My instinct is to clear everything before I do anything. If I know what it's all gonna cost me I can do up budgets and set targets and so on. I just figured that securing permission was the first step ...
So does this mean that you do not intend to release the song with a mechanical license prior to putting a video on youtube?At this stage, Huge is still waiting for permission from two more writers. EMI, however, only seems to be concerned with properly licensing a song that a.) doesn't exist and b.) quite possibly won't exist if permission is denied. It's also given Huge the "opportunity" to pay an upfront fee of $1000 for a track he might not even make. Huge (once again) points out his thought process: permission, record, YouTube/mp3. This repeated clarification makes no difference. EMI is still hung up on the mechanical license for syncing when it's not trying to just punt the whole thing over to the copyright department. EMI also insists that its previously mentioned $1000 "contract" is valid for only four weeks, after which it will need to issue a new contract. Huge points out (again) that he still is waiting on permission to record.
If you intend on getting a mechanical license first you will need to get approval to record and release an adaption but if you do not intend on releasing the song first you will need a synchronisation license.
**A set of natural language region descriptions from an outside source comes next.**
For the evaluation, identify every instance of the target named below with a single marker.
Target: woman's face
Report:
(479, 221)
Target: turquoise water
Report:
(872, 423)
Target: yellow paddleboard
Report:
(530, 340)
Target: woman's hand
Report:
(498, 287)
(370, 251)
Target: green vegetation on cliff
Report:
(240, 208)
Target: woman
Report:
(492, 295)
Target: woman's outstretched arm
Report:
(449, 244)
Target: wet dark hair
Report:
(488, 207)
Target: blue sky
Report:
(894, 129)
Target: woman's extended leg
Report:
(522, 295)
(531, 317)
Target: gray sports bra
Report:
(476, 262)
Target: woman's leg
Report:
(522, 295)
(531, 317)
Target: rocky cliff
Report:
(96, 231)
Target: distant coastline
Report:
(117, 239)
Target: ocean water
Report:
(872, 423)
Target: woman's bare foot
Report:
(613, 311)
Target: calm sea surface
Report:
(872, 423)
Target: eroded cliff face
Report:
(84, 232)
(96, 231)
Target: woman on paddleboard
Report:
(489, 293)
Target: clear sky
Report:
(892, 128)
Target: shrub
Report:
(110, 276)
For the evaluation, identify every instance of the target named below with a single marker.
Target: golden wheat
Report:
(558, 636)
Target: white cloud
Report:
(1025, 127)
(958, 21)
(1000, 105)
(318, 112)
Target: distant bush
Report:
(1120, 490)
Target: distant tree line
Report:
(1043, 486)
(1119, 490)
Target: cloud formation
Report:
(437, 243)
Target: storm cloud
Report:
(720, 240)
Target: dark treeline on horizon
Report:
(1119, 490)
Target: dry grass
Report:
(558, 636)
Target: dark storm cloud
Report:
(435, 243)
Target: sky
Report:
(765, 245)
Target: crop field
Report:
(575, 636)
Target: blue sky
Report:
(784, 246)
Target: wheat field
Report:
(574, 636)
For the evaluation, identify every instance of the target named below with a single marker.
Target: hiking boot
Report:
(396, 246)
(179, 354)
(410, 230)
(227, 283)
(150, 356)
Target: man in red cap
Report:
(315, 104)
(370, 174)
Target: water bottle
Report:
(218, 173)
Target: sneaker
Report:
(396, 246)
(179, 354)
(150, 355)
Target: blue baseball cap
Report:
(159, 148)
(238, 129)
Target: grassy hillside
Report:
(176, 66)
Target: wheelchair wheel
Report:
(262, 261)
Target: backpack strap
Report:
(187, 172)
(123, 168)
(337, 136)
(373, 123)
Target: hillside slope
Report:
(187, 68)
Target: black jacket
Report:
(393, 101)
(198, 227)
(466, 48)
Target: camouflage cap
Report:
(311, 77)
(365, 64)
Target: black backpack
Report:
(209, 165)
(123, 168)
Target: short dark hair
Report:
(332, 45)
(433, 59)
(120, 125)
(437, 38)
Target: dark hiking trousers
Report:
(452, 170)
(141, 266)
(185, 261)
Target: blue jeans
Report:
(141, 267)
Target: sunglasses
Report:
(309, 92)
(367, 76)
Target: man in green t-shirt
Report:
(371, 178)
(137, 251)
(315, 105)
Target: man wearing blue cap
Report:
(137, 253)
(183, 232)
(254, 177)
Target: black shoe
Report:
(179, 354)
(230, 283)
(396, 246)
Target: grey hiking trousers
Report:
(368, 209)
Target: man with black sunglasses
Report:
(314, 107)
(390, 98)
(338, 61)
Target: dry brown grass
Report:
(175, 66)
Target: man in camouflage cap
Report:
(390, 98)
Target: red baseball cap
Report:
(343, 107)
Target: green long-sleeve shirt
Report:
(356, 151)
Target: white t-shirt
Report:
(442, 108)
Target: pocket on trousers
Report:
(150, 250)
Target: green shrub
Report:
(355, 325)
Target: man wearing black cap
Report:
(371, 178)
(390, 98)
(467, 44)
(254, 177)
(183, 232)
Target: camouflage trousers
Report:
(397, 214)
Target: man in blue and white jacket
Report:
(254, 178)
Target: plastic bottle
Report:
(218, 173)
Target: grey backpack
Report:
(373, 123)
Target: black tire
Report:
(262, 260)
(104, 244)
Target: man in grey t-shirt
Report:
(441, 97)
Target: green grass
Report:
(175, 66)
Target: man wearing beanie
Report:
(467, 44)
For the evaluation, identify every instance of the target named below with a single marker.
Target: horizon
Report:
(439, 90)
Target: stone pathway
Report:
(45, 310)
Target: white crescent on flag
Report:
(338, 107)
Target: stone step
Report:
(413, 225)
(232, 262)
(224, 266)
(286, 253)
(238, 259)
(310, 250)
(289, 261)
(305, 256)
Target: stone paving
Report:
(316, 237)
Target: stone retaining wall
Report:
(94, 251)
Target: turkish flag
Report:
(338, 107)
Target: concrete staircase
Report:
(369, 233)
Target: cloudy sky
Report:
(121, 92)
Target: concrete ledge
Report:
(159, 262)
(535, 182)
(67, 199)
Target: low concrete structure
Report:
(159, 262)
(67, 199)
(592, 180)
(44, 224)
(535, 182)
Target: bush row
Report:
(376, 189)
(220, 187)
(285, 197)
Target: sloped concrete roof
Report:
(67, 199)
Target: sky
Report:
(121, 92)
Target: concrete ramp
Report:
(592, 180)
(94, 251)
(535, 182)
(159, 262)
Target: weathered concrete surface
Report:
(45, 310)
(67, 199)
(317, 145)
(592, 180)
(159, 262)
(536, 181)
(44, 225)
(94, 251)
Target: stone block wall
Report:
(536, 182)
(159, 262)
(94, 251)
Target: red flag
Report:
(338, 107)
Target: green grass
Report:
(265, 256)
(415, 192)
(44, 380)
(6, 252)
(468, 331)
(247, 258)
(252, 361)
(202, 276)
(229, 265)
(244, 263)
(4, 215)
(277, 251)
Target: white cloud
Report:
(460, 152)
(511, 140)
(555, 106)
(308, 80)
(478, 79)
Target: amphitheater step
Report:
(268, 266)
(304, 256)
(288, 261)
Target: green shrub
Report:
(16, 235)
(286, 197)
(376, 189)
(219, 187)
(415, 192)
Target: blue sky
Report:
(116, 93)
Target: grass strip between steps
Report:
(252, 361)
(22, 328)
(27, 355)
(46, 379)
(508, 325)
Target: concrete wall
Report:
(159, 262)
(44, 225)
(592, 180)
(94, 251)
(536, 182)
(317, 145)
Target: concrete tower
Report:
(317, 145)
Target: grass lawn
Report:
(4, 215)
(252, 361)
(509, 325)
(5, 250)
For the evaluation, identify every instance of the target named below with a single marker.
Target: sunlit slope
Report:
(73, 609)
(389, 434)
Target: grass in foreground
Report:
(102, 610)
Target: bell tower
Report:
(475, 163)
EMI responds with this amazing statement, which baldly states that the label doesn't particularly care whether or not Huge ever gets a chance to record this parody if he's not willing to throw some cash its way:
We can not give you permission to do anything with the song until you commit to a sync license (internet video) or a mechanical license (release) so please confirm if and when you are ready to proceed.Huge attempts to wrap his mind around this:
OK, so let me get this straight: EMI will not contact the writer and ask for permission for me to make a parody unless I fork out $1000 upfront and possibly also a mechanical license ... for a song I might not be given permission to make and that might turn out to be unreleasable ...Precisely. If you want artists to play nice within the confines of your system, then you need to have a workable system, not just a set of loosely-related entities all acting independently and in their own best interests. Having multiple layers of corporate bureaucracy standing between two artists only hurts those who are actually trying to do the right thing. If Huge had gone the other way and decided that it was easier to ask forgiveness than permission, I can guarantee that any sort of takedown or cease-and-desist would come from a single source. When it comes to saying "no," you generally only need one person. But to get a "yes?" That's a "team" effort, apparently.
Alternatively, they won't ask for permission for me to record the parody until ... I've recorded it and know what I'm gonna do with it. No wonder people are just breaking the rules and doing what they want with recorded music!